Owning a trucking company is not always an easy business. Payment usually occurs upon delivery, but the maintenance of the truck and drivers on the road costs money. The complexity of this situation increases when considering that some shippers take up to sixty days to release their payments. It seems almost impossible for your freight company to keep up with this and also grow at the same time. This is when freight invoice factoring comes as a perfect solution for your situation.
Slow payments from customers and short-payment terms from manufacturers make it difficult for freight company owners to strike a balance. This creates a cash shortage which is hard to meet. This is where we can help. At Carter Funding Corporation, we offer distributors in the US quick and flexible logistics, distribution and transportation factoring solutions. Whether you’re a perishable goods distributor, apparel or appliance distributor, at CFC, we can help you meet your urgent cash flow needs by buying your invoices/accounts receivable upfront.
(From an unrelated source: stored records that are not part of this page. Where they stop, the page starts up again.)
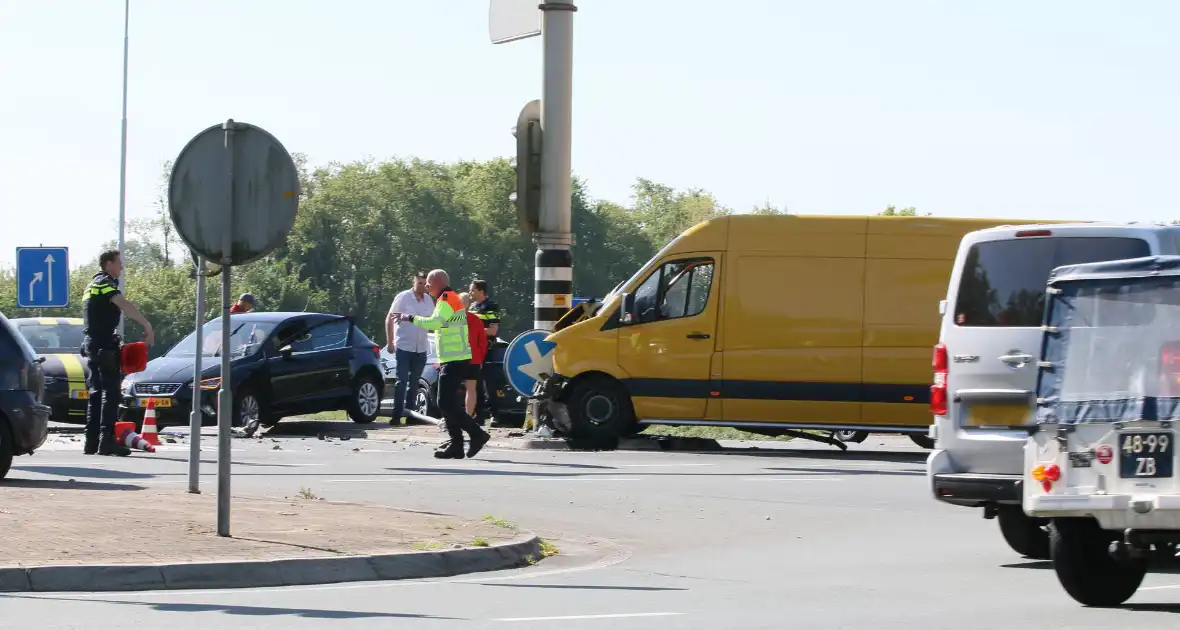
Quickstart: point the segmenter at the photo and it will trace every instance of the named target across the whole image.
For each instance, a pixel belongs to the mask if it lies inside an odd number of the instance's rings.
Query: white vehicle
[[[1120,605],[1180,544],[1180,257],[1057,269],[1044,317],[1023,508],[1066,591]]]
[[[1043,519],[1021,510],[1023,447],[1031,424],[1044,286],[1057,267],[1180,254],[1180,230],[1061,223],[968,234],[951,270],[939,342],[926,474],[936,499],[982,507],[1009,546],[1048,558]]]

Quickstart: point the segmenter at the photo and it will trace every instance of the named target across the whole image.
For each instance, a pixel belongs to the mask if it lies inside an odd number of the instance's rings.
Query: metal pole
[[[573,119],[573,13],[571,0],[545,0],[539,7],[544,85],[540,127],[540,216],[537,234],[533,327],[552,330],[573,295],[573,242],[570,221]]]
[[[192,412],[189,414],[189,492],[201,494],[201,355],[205,327],[205,257],[197,256],[197,352],[192,355]]]
[[[225,201],[225,225],[234,225],[234,120],[227,120],[225,130],[225,178],[229,198]],[[217,395],[217,536],[229,536],[230,503],[230,425],[234,418],[234,392],[230,386],[230,251],[234,244],[231,230],[222,236],[222,365],[221,391]]]
[[[123,139],[122,146],[119,149],[119,255],[123,255],[123,248],[126,245],[126,209],[127,209],[127,53],[130,51],[131,44],[131,0],[123,0]],[[124,295],[127,294],[127,275],[123,274],[119,278],[119,289]],[[122,339],[124,330],[124,320],[126,317],[119,314],[119,337]]]

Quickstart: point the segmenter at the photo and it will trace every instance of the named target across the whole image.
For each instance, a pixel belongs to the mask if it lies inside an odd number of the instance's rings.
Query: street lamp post
[[[123,0],[123,133],[119,147],[119,256],[126,245],[127,224],[127,51],[130,48],[131,0]],[[127,293],[127,275],[119,278],[119,289]],[[119,336],[123,336],[124,320],[119,315]]]

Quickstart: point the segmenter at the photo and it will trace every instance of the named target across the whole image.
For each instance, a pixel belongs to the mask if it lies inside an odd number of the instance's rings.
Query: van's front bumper
[[[935,498],[951,505],[963,507],[1018,505],[1024,497],[1022,475],[953,472],[950,455],[943,449],[930,453],[926,460],[926,477]]]

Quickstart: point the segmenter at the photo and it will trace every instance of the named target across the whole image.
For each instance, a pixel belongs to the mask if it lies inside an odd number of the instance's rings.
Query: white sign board
[[[540,9],[544,0],[491,0],[487,11],[487,34],[492,44],[507,44],[540,34]]]

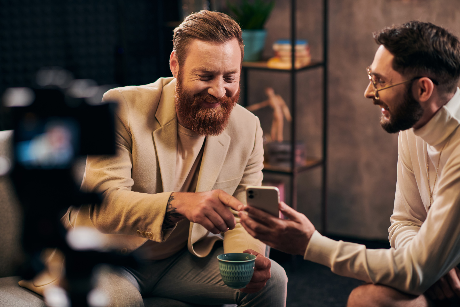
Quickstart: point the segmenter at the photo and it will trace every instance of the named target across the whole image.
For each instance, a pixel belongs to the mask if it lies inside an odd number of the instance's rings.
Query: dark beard
[[[402,101],[390,114],[390,120],[380,118],[382,127],[389,133],[396,133],[411,128],[423,115],[423,109],[412,93],[412,82],[408,85]]]
[[[218,99],[207,93],[191,95],[184,90],[180,72],[176,84],[174,98],[178,118],[184,126],[200,135],[218,135],[228,123],[233,107],[240,97],[240,88],[232,98],[224,95]],[[220,103],[217,108],[203,107],[202,103]]]

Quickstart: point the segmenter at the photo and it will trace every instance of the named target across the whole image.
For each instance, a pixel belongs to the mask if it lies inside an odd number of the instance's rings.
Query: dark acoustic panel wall
[[[165,25],[179,19],[179,6],[163,2],[0,0],[0,91],[33,86],[43,66],[63,67],[99,84],[139,85],[169,75],[165,47],[171,36]]]

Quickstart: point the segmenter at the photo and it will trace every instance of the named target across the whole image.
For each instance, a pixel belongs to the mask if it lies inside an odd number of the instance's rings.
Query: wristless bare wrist
[[[163,220],[163,228],[170,227],[184,218],[184,215],[178,212],[176,194],[176,192],[173,192],[168,199],[167,203],[166,204],[166,213]]]

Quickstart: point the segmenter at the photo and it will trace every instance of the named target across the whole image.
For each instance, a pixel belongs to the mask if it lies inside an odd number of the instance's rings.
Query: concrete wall
[[[289,6],[276,0],[267,21],[265,57],[271,44],[289,37]],[[313,57],[321,58],[322,4],[298,0],[299,38],[308,39]],[[365,68],[378,46],[372,32],[411,20],[428,21],[460,32],[460,2],[453,0],[329,0],[329,142],[328,161],[328,232],[386,239],[396,183],[397,135],[379,124],[379,108],[363,93],[368,79]],[[321,153],[320,69],[299,75],[297,116],[300,138],[308,154]],[[253,72],[250,103],[264,99],[263,89],[273,87],[290,99],[289,77],[281,73]],[[269,112],[256,112],[269,131]],[[288,138],[289,131],[285,132]],[[319,170],[299,178],[299,209],[320,225]]]

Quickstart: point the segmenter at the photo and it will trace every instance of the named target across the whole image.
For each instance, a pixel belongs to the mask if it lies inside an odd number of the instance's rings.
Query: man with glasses
[[[239,214],[264,243],[368,284],[349,306],[459,306],[460,297],[460,42],[445,29],[412,21],[374,33],[380,46],[364,93],[380,124],[399,133],[391,248],[322,236],[284,203],[288,220],[246,206]]]

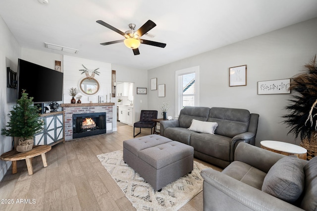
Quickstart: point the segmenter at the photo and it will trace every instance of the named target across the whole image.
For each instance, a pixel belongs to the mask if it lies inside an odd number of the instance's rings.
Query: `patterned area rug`
[[[124,163],[122,150],[97,156],[102,164],[138,211],[176,211],[203,190],[200,172],[208,168],[194,161],[191,174],[156,191]]]

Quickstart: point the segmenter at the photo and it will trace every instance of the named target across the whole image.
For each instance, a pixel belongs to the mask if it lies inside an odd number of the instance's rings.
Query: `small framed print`
[[[290,78],[258,82],[258,95],[290,94]]]
[[[229,86],[247,85],[247,65],[229,68]]]
[[[146,95],[147,88],[145,87],[137,87],[137,95]]]
[[[151,90],[156,90],[158,89],[158,78],[151,78]]]
[[[60,72],[61,71],[61,67],[60,65],[60,61],[55,60],[55,70]]]
[[[165,84],[158,85],[158,97],[165,97]]]

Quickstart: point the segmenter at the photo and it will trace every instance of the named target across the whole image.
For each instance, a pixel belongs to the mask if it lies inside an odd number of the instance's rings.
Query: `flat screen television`
[[[63,97],[63,73],[29,61],[19,59],[18,99],[22,90],[34,103],[60,101]]]

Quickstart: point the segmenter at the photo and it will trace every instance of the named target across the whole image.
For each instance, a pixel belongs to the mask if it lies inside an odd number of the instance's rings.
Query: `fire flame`
[[[86,118],[83,121],[83,125],[90,125],[95,124],[95,121],[91,118]]]

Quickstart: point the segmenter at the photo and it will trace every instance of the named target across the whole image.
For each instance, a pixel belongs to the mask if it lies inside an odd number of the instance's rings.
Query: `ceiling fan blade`
[[[115,32],[116,32],[116,33],[117,33],[118,34],[120,34],[120,35],[121,35],[122,36],[124,36],[126,38],[128,38],[130,37],[129,36],[129,35],[128,35],[127,34],[125,34],[124,32],[121,32],[119,29],[113,27],[112,26],[111,26],[111,25],[108,24],[107,23],[104,22],[102,20],[97,20],[96,22],[97,23],[98,23],[99,24],[101,24],[104,26],[106,26],[107,28],[110,29],[111,30],[114,31],[115,31]]]
[[[136,35],[138,35],[138,37],[141,37],[142,35],[144,35],[149,31],[154,28],[156,25],[157,24],[156,24],[153,21],[151,20],[149,20],[133,34],[133,37],[135,37]]]
[[[151,41],[151,40],[140,39],[141,43],[150,46],[156,46],[157,47],[165,48],[166,44],[165,43],[158,43],[158,42]]]
[[[134,53],[134,55],[139,55],[140,54],[139,49],[132,49],[132,50],[133,50],[133,53]]]
[[[103,46],[107,46],[110,44],[114,44],[115,43],[123,43],[124,40],[116,40],[115,41],[107,42],[106,43],[101,43],[100,45]]]

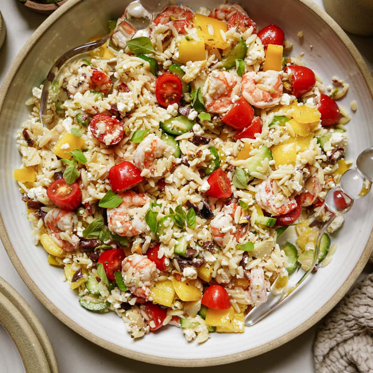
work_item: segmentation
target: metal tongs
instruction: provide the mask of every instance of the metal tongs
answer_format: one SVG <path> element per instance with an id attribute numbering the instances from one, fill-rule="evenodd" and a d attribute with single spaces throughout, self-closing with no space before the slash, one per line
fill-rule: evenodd
<path id="1" fill-rule="evenodd" d="M 313 261 L 303 276 L 300 271 L 291 276 L 300 278 L 290 287 L 279 291 L 280 276 L 278 277 L 271 287 L 268 293 L 268 299 L 265 303 L 254 307 L 245 317 L 245 325 L 251 326 L 261 320 L 274 308 L 288 298 L 299 287 L 312 271 L 319 257 L 321 238 L 330 223 L 338 215 L 344 215 L 352 207 L 355 199 L 364 197 L 370 190 L 373 182 L 373 147 L 366 149 L 359 155 L 356 161 L 356 167 L 347 171 L 341 177 L 340 186 L 329 191 L 325 196 L 324 204 L 321 209 L 324 209 L 327 216 L 327 220 L 320 227 L 316 239 L 313 256 Z M 304 224 L 310 222 L 315 217 L 314 213 L 306 220 L 298 224 Z M 298 276 L 297 276 L 297 274 Z M 296 279 L 294 281 L 297 280 Z M 294 281 L 292 282 L 294 283 Z"/>

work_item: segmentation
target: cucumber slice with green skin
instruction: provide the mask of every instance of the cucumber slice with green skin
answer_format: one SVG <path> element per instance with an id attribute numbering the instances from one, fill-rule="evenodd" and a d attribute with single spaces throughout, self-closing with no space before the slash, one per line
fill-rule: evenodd
<path id="1" fill-rule="evenodd" d="M 173 252 L 179 256 L 185 257 L 188 248 L 188 241 L 184 237 L 181 237 L 176 239 L 178 243 L 175 245 Z"/>
<path id="2" fill-rule="evenodd" d="M 261 165 L 261 161 L 266 158 L 268 158 L 270 161 L 273 159 L 272 152 L 269 148 L 266 145 L 262 145 L 259 148 L 259 151 L 253 157 L 250 163 L 245 168 L 245 171 L 247 170 L 250 175 L 251 172 L 257 172 L 257 169 Z"/>
<path id="3" fill-rule="evenodd" d="M 277 220 L 275 217 L 269 217 L 268 216 L 258 215 L 255 220 L 255 222 L 257 224 L 263 224 L 267 227 L 273 227 L 276 223 Z"/>
<path id="4" fill-rule="evenodd" d="M 87 302 L 83 298 L 79 298 L 79 303 L 81 306 L 90 311 L 101 311 L 101 310 L 104 310 L 110 305 L 109 302 L 93 303 L 93 302 Z"/>
<path id="5" fill-rule="evenodd" d="M 163 216 L 160 219 L 157 225 L 156 235 L 158 239 L 164 233 L 164 230 L 171 228 L 173 225 L 173 217 L 170 215 Z"/>
<path id="6" fill-rule="evenodd" d="M 163 140 L 167 145 L 172 147 L 175 150 L 173 155 L 175 158 L 180 157 L 180 156 L 181 155 L 180 147 L 179 146 L 178 142 L 172 136 L 169 136 L 167 134 L 162 134 L 161 136 L 161 140 Z"/>
<path id="7" fill-rule="evenodd" d="M 150 65 L 150 72 L 153 75 L 157 75 L 157 73 L 158 72 L 158 65 L 157 61 L 153 57 L 148 57 L 145 54 L 138 54 L 136 57 L 149 62 L 149 64 Z"/>
<path id="8" fill-rule="evenodd" d="M 241 40 L 234 46 L 226 57 L 222 59 L 221 62 L 226 70 L 229 70 L 236 66 L 236 60 L 244 60 L 246 56 L 247 47 L 245 41 Z"/>
<path id="9" fill-rule="evenodd" d="M 216 148 L 214 146 L 211 146 L 209 148 L 209 150 L 212 156 L 212 158 L 208 161 L 207 166 L 205 169 L 205 173 L 206 175 L 211 175 L 215 170 L 219 168 L 220 164 L 220 158 Z"/>
<path id="10" fill-rule="evenodd" d="M 193 127 L 193 120 L 190 120 L 184 115 L 170 118 L 159 125 L 162 129 L 169 135 L 179 135 L 188 132 Z"/>
<path id="11" fill-rule="evenodd" d="M 326 233 L 324 233 L 320 241 L 320 248 L 319 251 L 319 262 L 323 260 L 326 256 L 330 248 L 330 237 Z"/>
<path id="12" fill-rule="evenodd" d="M 190 84 L 189 83 L 186 83 L 182 79 L 185 75 L 185 72 L 181 69 L 181 66 L 180 65 L 174 63 L 168 68 L 168 70 L 172 74 L 176 75 L 181 81 L 183 85 L 183 93 L 188 93 L 190 92 Z"/>
<path id="13" fill-rule="evenodd" d="M 282 248 L 288 258 L 288 266 L 286 270 L 289 275 L 291 275 L 298 267 L 297 261 L 298 258 L 298 252 L 297 248 L 289 242 L 287 242 Z"/>

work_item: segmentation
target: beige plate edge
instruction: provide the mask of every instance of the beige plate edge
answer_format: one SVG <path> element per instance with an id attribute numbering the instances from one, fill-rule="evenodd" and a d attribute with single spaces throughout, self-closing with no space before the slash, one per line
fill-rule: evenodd
<path id="1" fill-rule="evenodd" d="M 38 38 L 47 30 L 57 19 L 82 0 L 69 0 L 56 10 L 40 26 L 29 39 L 18 54 L 8 72 L 0 89 L 0 113 L 5 101 L 10 82 L 24 59 Z M 303 4 L 315 13 L 341 39 L 349 51 L 364 77 L 373 99 L 373 77 L 364 59 L 356 47 L 345 32 L 333 19 L 311 0 L 295 0 Z M 263 354 L 284 344 L 304 332 L 325 316 L 347 292 L 363 270 L 373 251 L 373 230 L 361 256 L 353 270 L 342 285 L 325 304 L 303 324 L 281 337 L 266 344 L 246 351 L 219 357 L 206 359 L 174 359 L 154 356 L 136 352 L 108 342 L 87 331 L 62 312 L 48 299 L 34 282 L 18 258 L 10 243 L 0 214 L 0 238 L 17 271 L 35 296 L 56 317 L 74 331 L 96 344 L 113 352 L 127 357 L 160 365 L 175 367 L 211 366 L 238 361 Z"/>

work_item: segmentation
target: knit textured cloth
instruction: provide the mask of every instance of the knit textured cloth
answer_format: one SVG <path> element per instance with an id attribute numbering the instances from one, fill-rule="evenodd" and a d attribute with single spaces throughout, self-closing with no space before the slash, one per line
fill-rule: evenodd
<path id="1" fill-rule="evenodd" d="M 313 350 L 316 373 L 373 372 L 373 273 L 326 317 Z"/>

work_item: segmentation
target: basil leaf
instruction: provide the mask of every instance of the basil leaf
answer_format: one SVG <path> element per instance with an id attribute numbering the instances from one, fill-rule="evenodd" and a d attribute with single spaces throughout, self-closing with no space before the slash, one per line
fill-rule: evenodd
<path id="1" fill-rule="evenodd" d="M 237 245 L 236 247 L 244 251 L 251 251 L 254 249 L 254 244 L 252 242 L 246 242 L 242 245 Z"/>
<path id="2" fill-rule="evenodd" d="M 240 59 L 236 59 L 236 70 L 239 76 L 242 76 L 245 73 L 245 63 Z"/>
<path id="3" fill-rule="evenodd" d="M 98 206 L 106 209 L 117 207 L 123 200 L 122 198 L 117 195 L 112 190 L 108 190 L 98 203 Z"/>
<path id="4" fill-rule="evenodd" d="M 76 169 L 74 166 L 69 166 L 63 173 L 63 178 L 68 185 L 72 184 L 78 179 L 80 173 Z"/>
<path id="5" fill-rule="evenodd" d="M 192 209 L 189 209 L 186 214 L 186 224 L 189 228 L 195 226 L 195 211 Z"/>
<path id="6" fill-rule="evenodd" d="M 232 184 L 236 188 L 241 189 L 244 189 L 247 186 L 247 176 L 242 168 L 236 167 L 236 172 L 232 179 Z"/>
<path id="7" fill-rule="evenodd" d="M 126 291 L 127 286 L 124 284 L 123 281 L 123 276 L 122 275 L 121 272 L 116 272 L 114 273 L 114 277 L 115 278 L 115 281 L 119 288 L 119 289 L 121 291 Z"/>
<path id="8" fill-rule="evenodd" d="M 98 237 L 103 228 L 104 220 L 102 219 L 96 219 L 83 231 L 83 236 L 85 238 Z"/>
<path id="9" fill-rule="evenodd" d="M 109 286 L 109 280 L 107 279 L 107 277 L 105 273 L 104 265 L 102 263 L 97 263 L 96 266 L 97 267 L 97 275 L 106 286 Z"/>
<path id="10" fill-rule="evenodd" d="M 145 36 L 140 36 L 139 38 L 128 40 L 127 46 L 134 54 L 146 54 L 147 53 L 156 53 L 150 39 Z"/>
<path id="11" fill-rule="evenodd" d="M 135 131 L 132 134 L 129 141 L 137 143 L 141 142 L 144 140 L 144 136 L 148 132 L 148 131 L 147 129 L 139 129 Z"/>

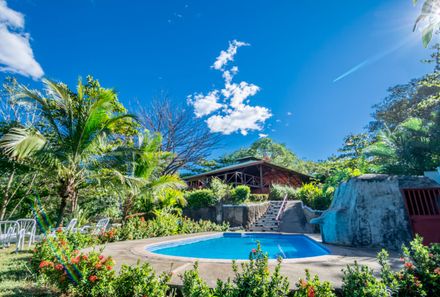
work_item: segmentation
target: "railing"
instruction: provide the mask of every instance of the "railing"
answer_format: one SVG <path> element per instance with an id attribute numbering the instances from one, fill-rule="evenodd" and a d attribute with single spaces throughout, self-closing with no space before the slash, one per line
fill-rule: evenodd
<path id="1" fill-rule="evenodd" d="M 276 216 L 276 218 L 275 218 L 276 221 L 279 221 L 279 220 L 280 220 L 281 215 L 282 215 L 283 212 L 284 212 L 284 208 L 286 208 L 286 204 L 287 204 L 287 194 L 284 196 L 283 202 L 281 203 L 281 207 L 280 207 L 280 209 L 278 210 L 278 214 L 277 214 L 277 216 Z"/>

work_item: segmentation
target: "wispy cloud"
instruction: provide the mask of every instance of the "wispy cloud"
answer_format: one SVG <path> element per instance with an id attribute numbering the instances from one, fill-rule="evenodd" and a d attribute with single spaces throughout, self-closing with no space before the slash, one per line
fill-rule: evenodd
<path id="1" fill-rule="evenodd" d="M 43 76 L 29 40 L 30 35 L 24 32 L 24 15 L 0 0 L 0 71 L 35 79 Z"/>
<path id="2" fill-rule="evenodd" d="M 207 95 L 196 93 L 188 96 L 188 103 L 194 107 L 197 117 L 210 115 L 206 123 L 214 133 L 232 134 L 240 132 L 247 135 L 249 131 L 260 131 L 264 122 L 272 114 L 263 106 L 251 106 L 249 97 L 260 91 L 257 85 L 242 81 L 233 82 L 238 73 L 237 66 L 227 67 L 234 61 L 239 47 L 249 44 L 234 40 L 226 51 L 221 51 L 212 68 L 222 72 L 224 87 L 210 91 Z"/>
<path id="3" fill-rule="evenodd" d="M 367 59 L 365 59 L 361 63 L 355 65 L 354 67 L 350 68 L 349 70 L 347 70 L 346 72 L 344 72 L 343 74 L 341 74 L 340 76 L 335 78 L 333 80 L 333 82 L 340 81 L 341 79 L 346 78 L 347 76 L 355 73 L 359 69 L 362 69 L 365 66 L 368 66 L 368 65 L 371 65 L 371 64 L 374 64 L 374 63 L 378 62 L 379 60 L 385 58 L 386 56 L 396 52 L 397 50 L 399 50 L 401 47 L 403 47 L 404 45 L 406 45 L 410 41 L 411 41 L 411 39 L 408 38 L 408 39 L 404 40 L 403 42 L 401 42 L 401 43 L 399 43 L 399 44 L 397 44 L 397 45 L 395 45 L 395 46 L 393 46 L 393 47 L 391 47 L 391 48 L 389 48 L 389 49 L 387 49 L 387 50 L 385 50 L 383 52 L 380 52 L 380 53 L 378 53 L 378 54 L 376 54 L 374 56 L 368 57 Z"/>

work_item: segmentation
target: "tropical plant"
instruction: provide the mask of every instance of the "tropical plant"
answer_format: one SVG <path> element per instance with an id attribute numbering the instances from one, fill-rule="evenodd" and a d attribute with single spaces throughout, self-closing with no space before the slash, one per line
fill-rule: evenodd
<path id="1" fill-rule="evenodd" d="M 410 118 L 394 130 L 385 129 L 366 154 L 383 173 L 421 175 L 433 170 L 440 162 L 439 118 L 438 114 L 431 122 Z"/>
<path id="2" fill-rule="evenodd" d="M 133 211 L 148 214 L 161 205 L 186 205 L 178 191 L 186 187 L 185 182 L 177 175 L 160 175 L 161 161 L 170 156 L 160 150 L 162 137 L 145 132 L 136 140 L 129 150 L 114 151 L 117 162 L 108 163 L 103 171 L 122 198 L 123 219 Z"/>
<path id="3" fill-rule="evenodd" d="M 104 89 L 97 80 L 79 79 L 76 93 L 63 83 L 43 80 L 44 94 L 16 84 L 10 89 L 11 100 L 33 104 L 40 113 L 34 127 L 19 125 L 3 135 L 0 148 L 10 160 L 26 160 L 34 171 L 53 179 L 60 198 L 57 225 L 66 207 L 78 207 L 78 191 L 95 178 L 94 168 L 116 145 L 117 135 L 130 134 L 131 116 L 119 103 L 116 93 Z"/>
<path id="4" fill-rule="evenodd" d="M 231 200 L 234 204 L 241 204 L 249 199 L 251 189 L 245 185 L 238 185 L 231 191 Z"/>

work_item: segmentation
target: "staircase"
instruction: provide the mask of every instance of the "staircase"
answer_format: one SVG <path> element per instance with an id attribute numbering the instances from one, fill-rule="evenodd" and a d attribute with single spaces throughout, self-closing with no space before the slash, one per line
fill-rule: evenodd
<path id="1" fill-rule="evenodd" d="M 279 221 L 277 216 L 283 207 L 283 201 L 269 201 L 270 205 L 266 213 L 255 223 L 249 226 L 249 231 L 253 232 L 277 232 Z"/>

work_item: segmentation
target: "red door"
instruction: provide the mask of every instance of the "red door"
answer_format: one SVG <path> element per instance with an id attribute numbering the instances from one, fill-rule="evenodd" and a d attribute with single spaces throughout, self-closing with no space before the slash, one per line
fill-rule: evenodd
<path id="1" fill-rule="evenodd" d="M 440 188 L 403 189 L 413 234 L 423 243 L 440 242 Z"/>

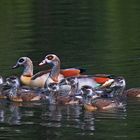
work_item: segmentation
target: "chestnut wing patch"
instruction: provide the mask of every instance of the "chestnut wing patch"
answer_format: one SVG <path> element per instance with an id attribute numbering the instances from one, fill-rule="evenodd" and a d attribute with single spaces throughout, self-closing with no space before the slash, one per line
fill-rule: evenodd
<path id="1" fill-rule="evenodd" d="M 48 72 L 50 72 L 50 70 L 46 70 L 46 71 L 40 71 L 38 73 L 36 73 L 35 75 L 32 76 L 31 80 L 35 80 L 36 78 L 44 75 L 44 74 L 47 74 Z"/>

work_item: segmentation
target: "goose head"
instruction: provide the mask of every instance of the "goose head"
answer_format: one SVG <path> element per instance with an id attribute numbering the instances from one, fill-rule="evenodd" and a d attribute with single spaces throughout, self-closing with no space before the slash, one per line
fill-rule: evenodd
<path id="1" fill-rule="evenodd" d="M 49 65 L 51 65 L 51 66 L 60 65 L 60 59 L 59 59 L 58 56 L 56 56 L 55 54 L 48 54 L 48 55 L 42 60 L 42 62 L 39 64 L 39 66 L 45 65 L 45 64 L 49 64 Z"/>
<path id="2" fill-rule="evenodd" d="M 33 75 L 33 63 L 29 57 L 20 57 L 12 68 L 15 69 L 21 66 L 24 67 L 23 75 Z"/>
<path id="3" fill-rule="evenodd" d="M 10 77 L 6 78 L 6 84 L 11 87 L 15 87 L 15 88 L 20 87 L 20 81 L 17 76 L 10 76 Z"/>

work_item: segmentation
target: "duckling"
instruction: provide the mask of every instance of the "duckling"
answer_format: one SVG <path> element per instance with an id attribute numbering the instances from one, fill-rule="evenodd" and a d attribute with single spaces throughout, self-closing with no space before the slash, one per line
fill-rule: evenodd
<path id="1" fill-rule="evenodd" d="M 113 97 L 121 97 L 124 96 L 123 92 L 126 86 L 125 79 L 123 77 L 116 77 L 111 85 L 106 87 L 97 87 L 95 88 L 95 92 L 101 97 L 113 98 Z"/>
<path id="2" fill-rule="evenodd" d="M 113 98 L 102 98 L 98 96 L 92 87 L 83 87 L 84 93 L 84 108 L 89 111 L 108 110 L 123 107 L 122 102 Z"/>
<path id="3" fill-rule="evenodd" d="M 60 81 L 59 87 L 61 92 L 67 93 L 68 96 L 74 96 L 78 92 L 78 78 L 67 77 Z"/>
<path id="4" fill-rule="evenodd" d="M 140 88 L 130 88 L 124 91 L 127 97 L 140 97 Z"/>
<path id="5" fill-rule="evenodd" d="M 6 79 L 6 83 L 10 86 L 7 92 L 7 98 L 14 102 L 30 102 L 39 101 L 44 98 L 45 95 L 37 93 L 29 87 L 19 87 L 19 80 L 16 76 Z"/>
<path id="6" fill-rule="evenodd" d="M 39 65 L 41 66 L 46 63 L 51 65 L 52 69 L 47 75 L 45 87 L 47 87 L 49 83 L 59 83 L 64 78 L 64 76 L 60 74 L 60 59 L 56 55 L 48 54 Z"/>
Requirements for freight invoice factoring:
Even though the requirements and approval processes are by no means the same as with banks, the factor needs to assured that your client is at least likely to pay. Some of the things that any freight bill factoring companies will ask you for getting started and work together are:
- To possess all the required documentation and licenses for the case.
- To be a real carrier or freight broker.
- To have all freight bills free of liens.
- To have creditworthy and reliable clients.